In unserer Nachbarschaft gibt es ziemlich viele „Baby-Boomer“, Menschen, die wie ich selbst zwischen 55 und 70 Jahre alt sind. Die Geburtenrate ist stark rückläufig. Dies und der demographische Wandel werden dafür sorgen, dass unser Quartier in 5 bis 15 Jahren einen erheblichen Teil der Bewohner verliert. Dann gibt es auch hier wieder Wohnungen für Kevin. Dazu brauchen wir keine Kristallkugel.

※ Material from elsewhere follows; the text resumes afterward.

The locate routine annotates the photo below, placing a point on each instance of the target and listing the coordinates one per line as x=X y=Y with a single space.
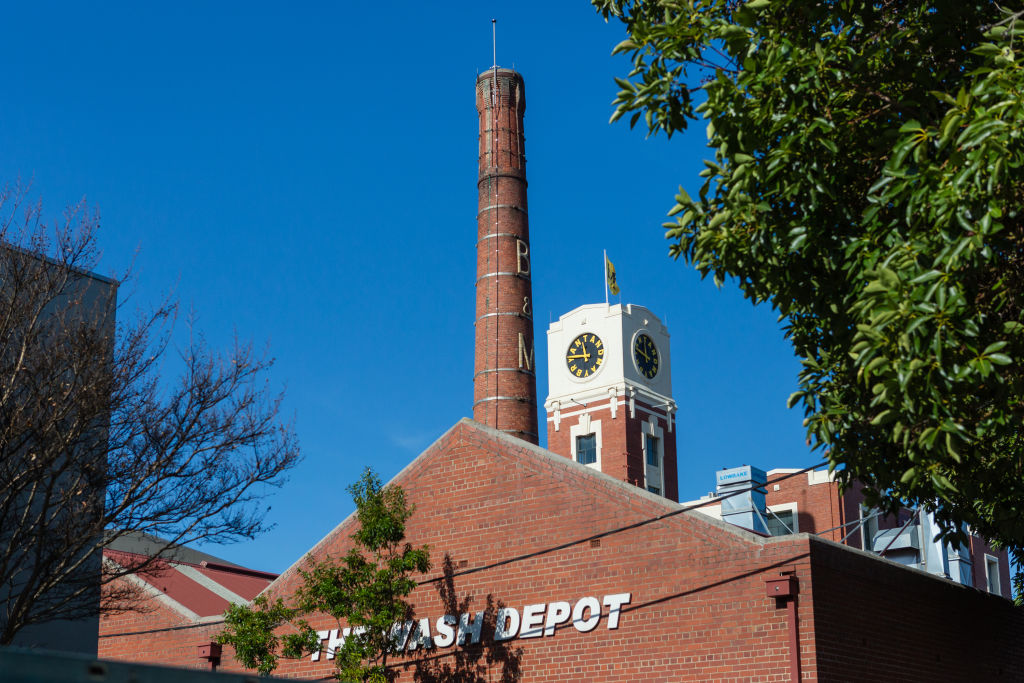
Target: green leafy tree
x=866 y=182
x=366 y=591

Ob es da richtig ist, mit massiver Verdichtung im Innenstadtbereich von Berlin Wohnungsneubau um jeden Preis zu wollen (den momentan ohnehin niemand bezahlen kann/will – auch Kevin Kühnert nicht)? Wohl kaum. Die heute gebauten Wohnungen sind – ich schweife ab – der Leerstand des Jahres 2035. Aber so langfristig denken Politiker wohl nicht.

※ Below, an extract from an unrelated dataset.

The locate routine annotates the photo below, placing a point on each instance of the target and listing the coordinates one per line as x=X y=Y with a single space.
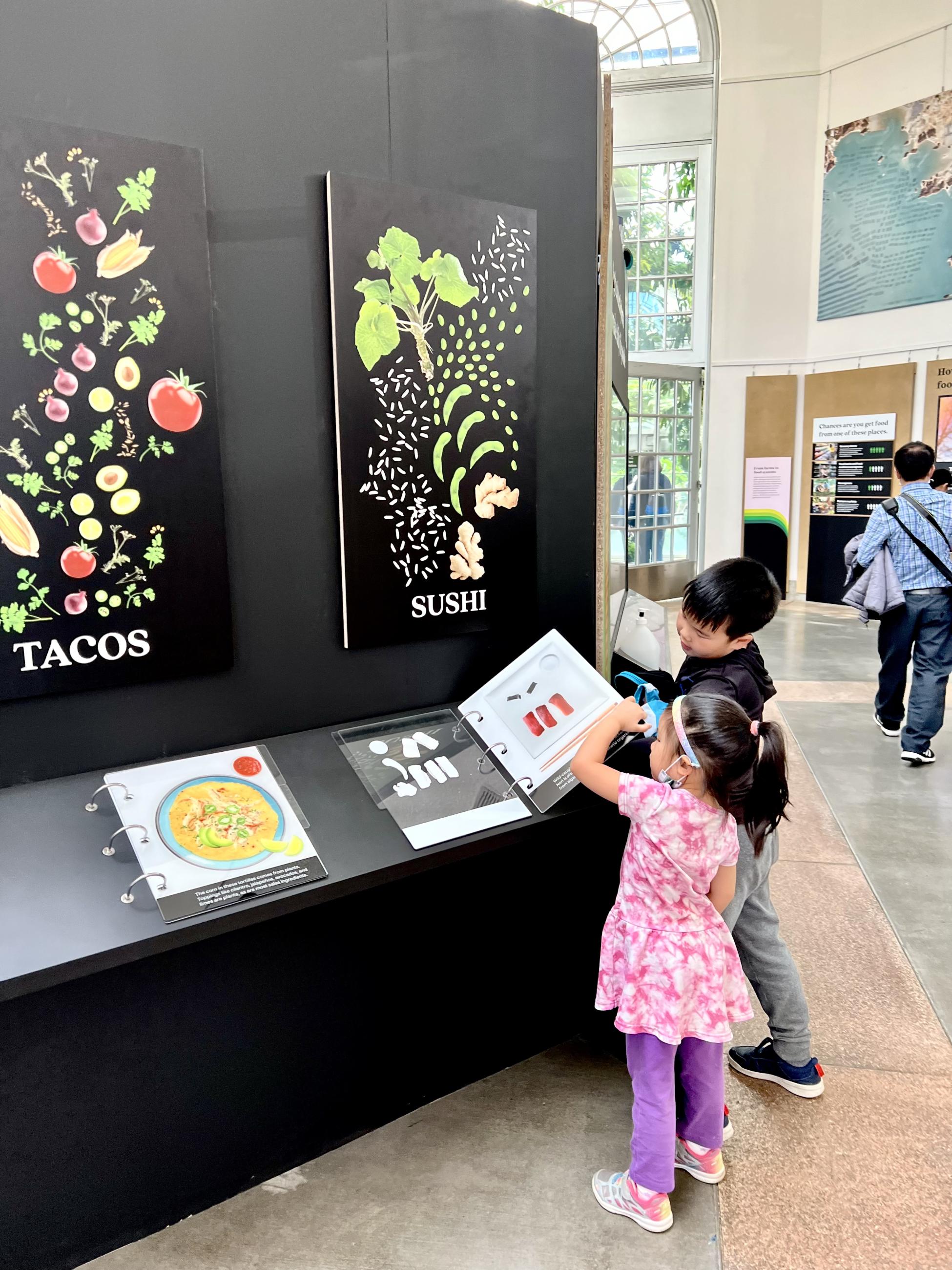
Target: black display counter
x=147 y=1071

You can’t beat the market!

Dieser Leitsatz „du kannst den Markt nicht schlagen“ gilt nicht nur für Börsenspekulanten, sondern vor allem auch für ein so wichtiges Gut wie Wohnraum. Wer künstlich die Preise drückt mit der absurden Deckelung von Bestandsmieten (Stichwort: „Mietendeckel“), verzerrt nur das Marktgeschehen, ohne dass dies irgend jemandem nützt. Berlin hat (auch das wohl eine Folge der vergleichsweise niedrigen Mieten), jahrzehntelang die niedrigsten Gehälter gehabt im Vergleich zu anderen europäischen oder deutschen Großstädten. Die Berliner Verwaltung zahlt Lehrern weniger als Brandenburg oder irgend jemand. Selbst Berlin hat mittlerweile gemerkt, dass diese Nummer des „arm, aber sexy“ auf Dauer nicht funktioniert. Frage mal jemand aus Köln, Düsseldorf oder München nach dem Verhältnis von Einkommen zu Warmmietbelastung.

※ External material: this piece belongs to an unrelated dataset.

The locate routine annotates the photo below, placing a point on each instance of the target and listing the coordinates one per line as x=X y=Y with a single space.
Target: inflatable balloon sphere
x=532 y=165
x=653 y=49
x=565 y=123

Marktregulierung funktioniert nur in Kombination mit Zwangswirtschaft, konkret hier mit Wohnraumbewirtschatung. Wie in der ehemaligen DDR braucht es dafür eine staatliche Kontrolle der Wohnungsbelegung, Wohnraumzuweisung, Bedürfnisprüfung – das volle Programm. Das kann selbst ein ehemaliger JUSO Bundesvorsitzender nicht wollen. Und wenn doch, sollte er es offen sagen und dafür einstehen. Die Bedürfnisprüfung würde er aber auch hier nicht bestehen. Auch dieses maximal sozialistische System würde also Kevin Kühnert nicht seine 3-Zimmer Altbauwohnung für weniger als 1.200,00 € warm monatlich verschaffen. Also geh zurück zu Ratschlag # 1 und hör auf, öffentlich zu heulen.